Die Wasserkirche am Zürcher Limmat-Ufer ist aktuell ein Ort der zeitgenössischen Kunst. Im ehemals sakralen Bau sind acht Werke von Künstlerinnen und Künstlern zu sehen. Sie alle haben sich mit dem Shutdown im Frühling 2020 auseinandergesetzt.
Alltägliches wird dabei aussergewöhnlich: Der Künstler Gregor Vogel beispielsweise sammelte unzählige Hinweis- und Verbotsschilder oder Blätter, denen er im Alltag begegnete. Für die Ausstellung im Kirchensaal hat er sie auf ein riesiges, sechs Meter hohes Brett geklebt. «Bitte nur zwei Personen im Laden», «Hier Hände desinfizieren» oder «Ab hier bitte Mund- und Nasenmaske tragen» ist zu lesen.
«Wir heute verstehen das. Wenn sich das jemand in 15 bis 20 Jahren ansieht, wird er denken: ‹Was ist das? Was war da los?›», sagt Co-Kurator Ulrich Gerster. Gemeinsam mit Klara Piza kuratiert er die Ausstellung in der Wasserkriche und dem Kulturhaus Helferei in Zürich.
Die Ausstellung sei dadurch wie ein Archiv der Corona-Zeit, beschreibt Gerster. Eine Aufforderung, sich in dieser Zeit, wo alles stillsteht, zu einer aktiven Auseinandersetzung mit der neuen Situation zu bringen – mit den Mitteln der Kunst.
Ein absoluter Blickfang ist der sogenannte «Topspreader»: ein Laubbläser, montiert auf einen drehbaren Bürostuhl. Ist der Bläser in Betrieb, dreht er sich um seine eigene Achse. Die Installation eines Zürcher Künstler Trios erinnert an die scheinbar ausweglose Situation, in der wir uns seit Ausbruch der Pandemie befinden.

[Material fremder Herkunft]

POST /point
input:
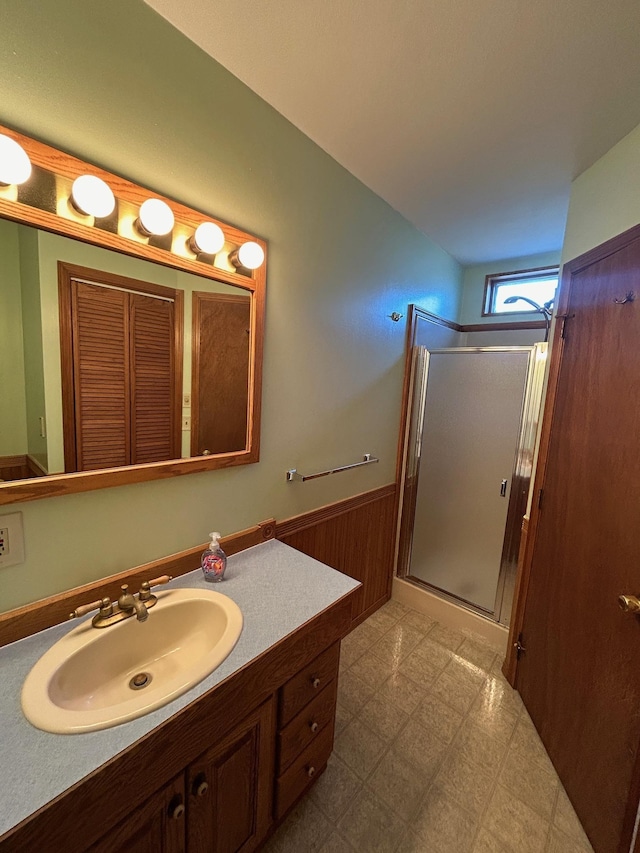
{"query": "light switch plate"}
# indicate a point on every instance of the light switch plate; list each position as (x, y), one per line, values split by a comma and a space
(11, 540)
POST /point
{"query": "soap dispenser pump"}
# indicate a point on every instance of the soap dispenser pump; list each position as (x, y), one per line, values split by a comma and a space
(213, 560)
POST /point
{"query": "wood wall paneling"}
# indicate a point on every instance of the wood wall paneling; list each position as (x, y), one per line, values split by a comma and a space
(355, 536)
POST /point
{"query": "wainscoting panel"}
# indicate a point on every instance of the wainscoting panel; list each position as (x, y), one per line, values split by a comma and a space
(355, 536)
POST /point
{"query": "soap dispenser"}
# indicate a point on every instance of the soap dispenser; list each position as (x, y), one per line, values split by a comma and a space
(213, 560)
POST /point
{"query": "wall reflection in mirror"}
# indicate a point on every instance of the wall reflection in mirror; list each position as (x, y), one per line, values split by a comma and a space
(108, 360)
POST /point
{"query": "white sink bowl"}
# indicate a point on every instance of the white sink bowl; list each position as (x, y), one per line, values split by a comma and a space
(83, 682)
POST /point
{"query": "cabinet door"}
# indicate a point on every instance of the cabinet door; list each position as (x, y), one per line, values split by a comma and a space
(230, 788)
(158, 826)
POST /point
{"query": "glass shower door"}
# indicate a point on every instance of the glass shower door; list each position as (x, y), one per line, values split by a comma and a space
(469, 455)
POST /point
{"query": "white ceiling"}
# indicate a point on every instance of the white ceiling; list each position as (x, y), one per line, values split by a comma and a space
(470, 117)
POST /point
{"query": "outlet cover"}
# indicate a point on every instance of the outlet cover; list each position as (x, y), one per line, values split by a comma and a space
(11, 540)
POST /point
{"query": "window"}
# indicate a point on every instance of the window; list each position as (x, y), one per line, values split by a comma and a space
(538, 285)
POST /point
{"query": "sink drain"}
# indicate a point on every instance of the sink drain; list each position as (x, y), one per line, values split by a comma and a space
(140, 680)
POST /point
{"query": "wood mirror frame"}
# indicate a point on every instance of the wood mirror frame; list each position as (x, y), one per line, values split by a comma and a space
(60, 169)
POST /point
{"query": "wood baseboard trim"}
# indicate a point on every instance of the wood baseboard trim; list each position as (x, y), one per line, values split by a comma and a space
(297, 523)
(357, 620)
(24, 621)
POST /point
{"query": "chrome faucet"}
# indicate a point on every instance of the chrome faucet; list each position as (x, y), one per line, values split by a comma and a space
(127, 605)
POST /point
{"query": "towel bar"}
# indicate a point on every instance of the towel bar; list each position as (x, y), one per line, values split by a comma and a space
(292, 473)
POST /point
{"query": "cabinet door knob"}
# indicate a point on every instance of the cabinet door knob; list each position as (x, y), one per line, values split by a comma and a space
(200, 785)
(176, 808)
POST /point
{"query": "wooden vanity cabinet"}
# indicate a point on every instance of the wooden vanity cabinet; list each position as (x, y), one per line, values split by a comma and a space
(229, 788)
(306, 718)
(220, 804)
(157, 826)
(225, 769)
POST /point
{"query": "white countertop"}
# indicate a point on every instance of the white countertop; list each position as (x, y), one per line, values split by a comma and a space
(277, 588)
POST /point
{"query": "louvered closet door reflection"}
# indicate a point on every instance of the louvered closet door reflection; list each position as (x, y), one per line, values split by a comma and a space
(153, 428)
(101, 376)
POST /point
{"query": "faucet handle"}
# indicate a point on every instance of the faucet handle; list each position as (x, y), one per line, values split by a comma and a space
(145, 587)
(102, 603)
(162, 579)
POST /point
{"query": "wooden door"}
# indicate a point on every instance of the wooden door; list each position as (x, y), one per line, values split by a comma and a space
(121, 363)
(230, 788)
(220, 368)
(155, 408)
(158, 826)
(578, 675)
(101, 424)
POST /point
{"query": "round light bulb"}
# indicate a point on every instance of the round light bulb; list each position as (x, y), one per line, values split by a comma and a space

56 Tage lang Haare verlieren
56 Tage. So lange dauerte die ausserordentliche Lage im Frühling 2020. In diesen 56 Tagen hat die Künstlerin
Hanga Séra jeden Tag einen Haarbüschel aus ihrer Haarbürste gesammelt und präsentiert sie nun akribisch unter goldenen Datumsplaketten.
Diese lückenlose Dokumentation des Shutdowns ist auch beim markantesten Kunstwerk im Saal Thema, einem begehbaren Holzrahmen. Im Innern ist man umzingelt von grossflächigen, expressiven Schwarz-Weiss Zeichnungen.
Die Arbeit stammt von Anna Rudolph und sei ein Nachbau ihres Ateliers, erklärt Ulrich Gerster. Am Anfang des Lockdowns hat die Künstlerin ihr ganzes Zimmer mit Papierbahnen überdeckt.
Als Betrachter kann man nun ihre Bewegungen während der Isolation nachempfinden. Die Erinnerungen an die eigene Gefühlslage während dieser ungewissen Zeit folgen unmittelbar.
Kommt diese Ausstellung nicht etwas zu früh?
Überhaupt ist dieser voyeuristische Blick der Ausstellung auf eine nur vermeintlich vergangene, schwierige Zeit aufwühlend. Stellt sich die Frage, ob diese Ausstellung nicht etwas verfrüht kommt – immerhin scheint die Krise noch nicht überwunden.
«Mir persönlich gefällt es eigentlich sehr gut, dass wir diese Ausstellung in einer Zeit machen können, wo die Menschen in der Situation auch noch drinstecken», sagt Co-Kurator Ulrich Gerster. «Sie können hierher kommen und setzen sich nicht nur retrospektiv mit der Pandemie auseinander. Sie setzen sich auch jetzt mit ihrer heutigen Situation auseinander», so Gerster.
Auf zauberhafte Weise erlangt man dadurch auch eine gewisse Distanz zur aktuellen Situation. Ein Zustand, den man in ungewissen Zeiten wie diesen sehr gerne annimmt.